Analistler, Hindistan ve Çin arasındaki ekonomik çıkarların her iki ülkeyi de sınır sorunlarını ele almaya ve çözmeye ittiğini söylüyor.

The Post’a konulan analist, “Hindistan ve Çin birbirlerine bağımlılar. Hindistan tamamen Batı’ya bel bağlamak istemiyor ve Kore ve Japonya ile müzakerelerde zorlanıyor. Bu arada Çin’in de, özellikle Batı ile gergin ilişkileri göz önüne alındığında, Hindistan pazarına erişime ihtiyacı var” yorumunu yaptı.

Analistlere göre Çin, Hindistan’a küçük ortak muamelesi yapma eğiliminde olan Japonya ve Güney Kore gibi ülkelere kıyasla Delhi açısından birlikte çalışması daha kolay bir ülke olarak görülüyor. Ticaret ve Sanayi Bakanı Piyush Goyal 30 Temmuz’da yaptığı açıklamada Hindistan’ın Japonya, Güney Kore ve ASEAN ile uygulanan serbest ticaret anlaşmalarını gözden geçirmek için müzakereleri hızlandırmaya çalıştığını söyledi.

İsmi açıklanmayan bir analist, “Hindistan’daki iş çevrelerinden de hükümete Çin ile ticari ilişkileri geliştirmesi yönünde baskı var, zira bu tür bağlar ekonomik fırsatlar ve faydalar sağlayabilir,” dedi.

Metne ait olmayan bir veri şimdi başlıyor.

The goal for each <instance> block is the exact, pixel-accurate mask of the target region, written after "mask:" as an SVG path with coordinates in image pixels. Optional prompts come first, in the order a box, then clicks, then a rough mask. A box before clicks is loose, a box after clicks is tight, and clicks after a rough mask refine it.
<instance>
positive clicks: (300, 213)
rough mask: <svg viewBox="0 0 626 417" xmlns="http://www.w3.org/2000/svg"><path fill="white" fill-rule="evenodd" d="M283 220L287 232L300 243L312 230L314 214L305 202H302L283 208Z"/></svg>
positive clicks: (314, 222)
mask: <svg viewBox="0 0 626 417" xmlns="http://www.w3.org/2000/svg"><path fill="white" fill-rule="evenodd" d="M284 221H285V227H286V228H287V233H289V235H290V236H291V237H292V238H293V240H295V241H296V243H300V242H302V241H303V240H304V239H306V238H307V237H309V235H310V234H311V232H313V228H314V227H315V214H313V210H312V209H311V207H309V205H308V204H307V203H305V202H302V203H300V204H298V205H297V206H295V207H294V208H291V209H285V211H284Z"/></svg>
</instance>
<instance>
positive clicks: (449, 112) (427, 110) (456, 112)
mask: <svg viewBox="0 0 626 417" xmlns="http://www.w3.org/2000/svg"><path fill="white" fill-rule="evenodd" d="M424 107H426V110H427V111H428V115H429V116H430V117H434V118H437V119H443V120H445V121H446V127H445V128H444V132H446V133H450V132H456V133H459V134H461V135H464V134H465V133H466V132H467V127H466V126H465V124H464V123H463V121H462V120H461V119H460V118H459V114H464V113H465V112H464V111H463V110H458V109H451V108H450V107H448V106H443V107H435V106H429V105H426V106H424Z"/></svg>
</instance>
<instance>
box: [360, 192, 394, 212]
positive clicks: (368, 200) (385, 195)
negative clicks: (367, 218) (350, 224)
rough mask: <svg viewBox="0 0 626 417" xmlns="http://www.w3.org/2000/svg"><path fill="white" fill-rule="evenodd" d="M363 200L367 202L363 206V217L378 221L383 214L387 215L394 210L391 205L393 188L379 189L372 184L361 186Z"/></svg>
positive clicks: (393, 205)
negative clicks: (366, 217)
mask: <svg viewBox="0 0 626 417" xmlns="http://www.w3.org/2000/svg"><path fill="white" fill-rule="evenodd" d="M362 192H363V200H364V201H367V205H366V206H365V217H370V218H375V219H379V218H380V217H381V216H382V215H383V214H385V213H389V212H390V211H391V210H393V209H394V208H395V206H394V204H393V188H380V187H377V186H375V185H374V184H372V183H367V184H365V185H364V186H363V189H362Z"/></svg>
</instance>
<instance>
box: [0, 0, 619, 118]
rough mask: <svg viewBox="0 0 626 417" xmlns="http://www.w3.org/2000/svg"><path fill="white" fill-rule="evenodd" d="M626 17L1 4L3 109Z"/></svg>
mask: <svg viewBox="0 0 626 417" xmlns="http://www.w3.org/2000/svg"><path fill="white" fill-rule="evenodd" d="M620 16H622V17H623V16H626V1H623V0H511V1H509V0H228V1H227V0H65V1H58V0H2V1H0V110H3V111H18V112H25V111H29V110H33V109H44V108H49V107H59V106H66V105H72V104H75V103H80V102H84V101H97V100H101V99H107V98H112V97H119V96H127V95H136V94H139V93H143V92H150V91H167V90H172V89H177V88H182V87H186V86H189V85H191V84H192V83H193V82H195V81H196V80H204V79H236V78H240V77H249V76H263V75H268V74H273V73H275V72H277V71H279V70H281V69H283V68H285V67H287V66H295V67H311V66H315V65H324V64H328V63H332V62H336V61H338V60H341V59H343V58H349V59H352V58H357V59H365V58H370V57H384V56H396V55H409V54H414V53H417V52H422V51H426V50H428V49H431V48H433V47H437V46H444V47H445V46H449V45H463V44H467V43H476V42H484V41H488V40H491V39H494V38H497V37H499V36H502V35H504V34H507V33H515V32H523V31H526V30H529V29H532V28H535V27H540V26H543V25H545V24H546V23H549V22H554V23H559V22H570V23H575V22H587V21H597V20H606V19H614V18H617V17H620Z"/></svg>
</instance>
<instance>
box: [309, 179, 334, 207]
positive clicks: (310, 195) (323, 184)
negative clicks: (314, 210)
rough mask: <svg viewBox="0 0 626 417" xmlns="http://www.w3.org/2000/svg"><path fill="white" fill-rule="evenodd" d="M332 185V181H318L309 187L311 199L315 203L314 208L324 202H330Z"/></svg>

The Post’a konuşan analist, “Her iki ülkenin de daha büyük ekonomik çıkarları var ve sınır anlaşmazlıkları nedeniyle ekonomik faydalardan mahrum kalmayı göze alamazlar” değerlendirmesini yaptı.

İkili ticaret

Ekonomik düşünce kuruluşu Global Trade Research Initiative’in verilerine göre, Mart 2024’te sona eren mali yılda Hindistan’ın Çin’e ihracatı 16,65 milyar ABD doları, ithalatı ise 101,75 milyar ABD doları olarak gerçekleşti ve ticaret açığı 85 milyar ABD dolarını aştı.

Hindistan’ın temmuz ayında yayınlanan yıllık Ekonomik Anket raporu, Hindistan’ın Amerika Birleşik Devletleri ve diğer Batılı ülkelere ihracatını artırmak için Çin’den doğrudan yabancı yatırım çekmenin önemini vurgulamış ve böylece Delhi’nin Pekin ile artan ticaret açığını ele almıştı.

Jawaharlal Nehru Üniversitesi’nden emekli ekonomi profesörü Arun Kumar ise farklı bir görüş ortaya koyarak son anlaşmanın bölgenin jeopolitiği ile ilgili olduğunu söyledi.

Kumar, “Batı, Hindistan’ın [Asya’da] Çin’in karşıtı olmasını istiyor, bu nedenle ABD Hindistan ile stratejik bir ilişki kuruyor” dedi.

“Dolayısıyla Hindistan’ın Batı’ya çok fazla yaklaşmaması ve iki blok arasında tarafsız kalması Çin’in çıkarına, bu nedenle Çin sınır meselesinde yumuşamayı kabul etti” yorumunu yaptı.